Comparison of the simulated microwave cloudy radiances using ARTS and RTTOV-SCAT

P. SALIO; C. PRIGENT; P. ERIKSSON; GALLIGANI, VICTORIA SOL

Darmstadt

Conferencia; 21st. International TOVS Study Conference; 2017

Radiative transfer models are used in numerical weather prediction (NWP) as observation operators during assimilation. In order to assimilate passive microwave radiances in an all-sky scenario, an improvement in our understanding of the scattering properties of frozen hydrometeors is essential. At high microwave frequencies, frozen hydrometeors significantly scatter radiation, and the relationship between radiation and hydrometeor populations becomes very complex. The main difficulty in cloudy microwave remote sensing is correctly characterizing this scattering signal due to the complex and variable nature of the size, composition and shape of frozen hydrometeors. These problems make it hard to assimilate microwave observations in NWP models, particularly in situations where scattering effects are most important, like deep-convective areas, over land surfaces or in moisture sounding channels.
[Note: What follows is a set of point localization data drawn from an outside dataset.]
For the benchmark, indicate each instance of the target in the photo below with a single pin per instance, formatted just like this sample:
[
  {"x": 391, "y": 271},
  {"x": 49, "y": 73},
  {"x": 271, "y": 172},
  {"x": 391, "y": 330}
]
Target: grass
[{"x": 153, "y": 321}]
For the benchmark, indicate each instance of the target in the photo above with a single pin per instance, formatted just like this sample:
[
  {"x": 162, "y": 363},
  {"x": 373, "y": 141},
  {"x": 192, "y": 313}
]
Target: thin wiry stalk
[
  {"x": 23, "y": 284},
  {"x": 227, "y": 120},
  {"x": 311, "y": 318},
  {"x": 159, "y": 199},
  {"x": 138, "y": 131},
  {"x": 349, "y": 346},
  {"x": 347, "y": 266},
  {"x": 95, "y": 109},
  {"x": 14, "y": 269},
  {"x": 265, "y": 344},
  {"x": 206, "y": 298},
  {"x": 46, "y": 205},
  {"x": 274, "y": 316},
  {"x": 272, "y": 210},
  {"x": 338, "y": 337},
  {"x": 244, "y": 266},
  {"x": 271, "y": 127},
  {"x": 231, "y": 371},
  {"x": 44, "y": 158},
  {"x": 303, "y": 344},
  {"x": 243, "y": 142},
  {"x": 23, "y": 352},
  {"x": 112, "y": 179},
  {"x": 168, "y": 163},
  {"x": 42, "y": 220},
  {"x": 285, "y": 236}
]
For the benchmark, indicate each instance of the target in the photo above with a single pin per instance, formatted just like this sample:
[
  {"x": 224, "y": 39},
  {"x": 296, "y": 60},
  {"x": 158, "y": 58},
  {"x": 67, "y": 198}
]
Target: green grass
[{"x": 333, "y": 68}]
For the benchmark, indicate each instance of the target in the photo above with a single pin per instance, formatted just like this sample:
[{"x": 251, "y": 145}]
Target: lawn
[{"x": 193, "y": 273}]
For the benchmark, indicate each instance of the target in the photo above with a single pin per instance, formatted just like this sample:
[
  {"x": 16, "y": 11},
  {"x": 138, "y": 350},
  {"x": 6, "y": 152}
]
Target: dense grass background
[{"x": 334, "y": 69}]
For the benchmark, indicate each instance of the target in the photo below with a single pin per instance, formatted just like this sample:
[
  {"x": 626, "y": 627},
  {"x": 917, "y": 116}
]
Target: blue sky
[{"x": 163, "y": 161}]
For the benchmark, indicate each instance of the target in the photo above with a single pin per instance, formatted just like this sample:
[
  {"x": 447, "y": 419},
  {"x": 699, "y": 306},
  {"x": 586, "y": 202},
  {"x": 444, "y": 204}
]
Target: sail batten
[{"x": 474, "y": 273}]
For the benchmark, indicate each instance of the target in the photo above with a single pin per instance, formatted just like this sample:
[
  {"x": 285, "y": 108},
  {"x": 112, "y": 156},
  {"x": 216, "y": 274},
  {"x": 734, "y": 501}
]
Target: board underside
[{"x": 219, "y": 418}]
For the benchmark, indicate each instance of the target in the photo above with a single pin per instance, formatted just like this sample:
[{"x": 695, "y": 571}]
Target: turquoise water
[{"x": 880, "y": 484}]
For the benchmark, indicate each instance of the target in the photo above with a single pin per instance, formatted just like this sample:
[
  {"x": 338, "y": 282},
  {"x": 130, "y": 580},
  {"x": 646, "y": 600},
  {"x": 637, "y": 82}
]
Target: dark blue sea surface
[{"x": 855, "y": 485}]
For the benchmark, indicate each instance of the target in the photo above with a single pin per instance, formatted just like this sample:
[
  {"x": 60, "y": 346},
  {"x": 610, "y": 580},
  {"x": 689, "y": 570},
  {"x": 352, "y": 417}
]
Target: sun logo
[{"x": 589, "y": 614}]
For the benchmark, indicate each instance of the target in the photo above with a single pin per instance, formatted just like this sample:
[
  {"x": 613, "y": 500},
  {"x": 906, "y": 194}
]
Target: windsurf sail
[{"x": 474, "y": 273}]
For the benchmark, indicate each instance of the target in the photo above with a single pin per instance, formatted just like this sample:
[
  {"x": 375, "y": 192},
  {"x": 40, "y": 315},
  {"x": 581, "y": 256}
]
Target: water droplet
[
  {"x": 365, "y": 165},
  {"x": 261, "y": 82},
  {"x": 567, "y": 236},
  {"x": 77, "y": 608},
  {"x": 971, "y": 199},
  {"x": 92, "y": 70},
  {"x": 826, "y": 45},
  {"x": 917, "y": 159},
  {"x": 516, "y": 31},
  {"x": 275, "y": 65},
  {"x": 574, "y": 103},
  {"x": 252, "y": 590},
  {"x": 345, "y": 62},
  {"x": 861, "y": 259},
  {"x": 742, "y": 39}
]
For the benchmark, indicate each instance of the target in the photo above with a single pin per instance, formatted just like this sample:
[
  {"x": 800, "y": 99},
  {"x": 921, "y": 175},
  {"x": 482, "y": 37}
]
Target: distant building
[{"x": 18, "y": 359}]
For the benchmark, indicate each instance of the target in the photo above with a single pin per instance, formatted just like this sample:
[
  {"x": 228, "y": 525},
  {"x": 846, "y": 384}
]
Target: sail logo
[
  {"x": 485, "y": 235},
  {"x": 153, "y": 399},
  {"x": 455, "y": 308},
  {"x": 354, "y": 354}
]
In the present study, the performance of the very fast radiative transfer for television operational vertical sounder (RTTOV) and its scattering package, RTTOV-SCATT, is compared with the research radiative transfer model, the Atmospheric Radiative Transfer Simulator (ARTS). In RTTOV-SCATT, the bulk optical properties for hydrometeor species are taken from pre-calculated look-up tables, while in ARTS, the bulk optical properties can be defined by the user. In the present study, different real atmospheric scenarios are used to compare the first-guess (FG) departure for both clear and cloudy sky conditions of the GPM microwave imager GMI, with consistency in the input bulk optical cloud properties. In the context of the upcoming launch of the Ice Cloud Imager (ICI) onboard Metop-SG satellites, the present study also compares the performance of RTTOV and ARTS in the sub-millimeter frequencies.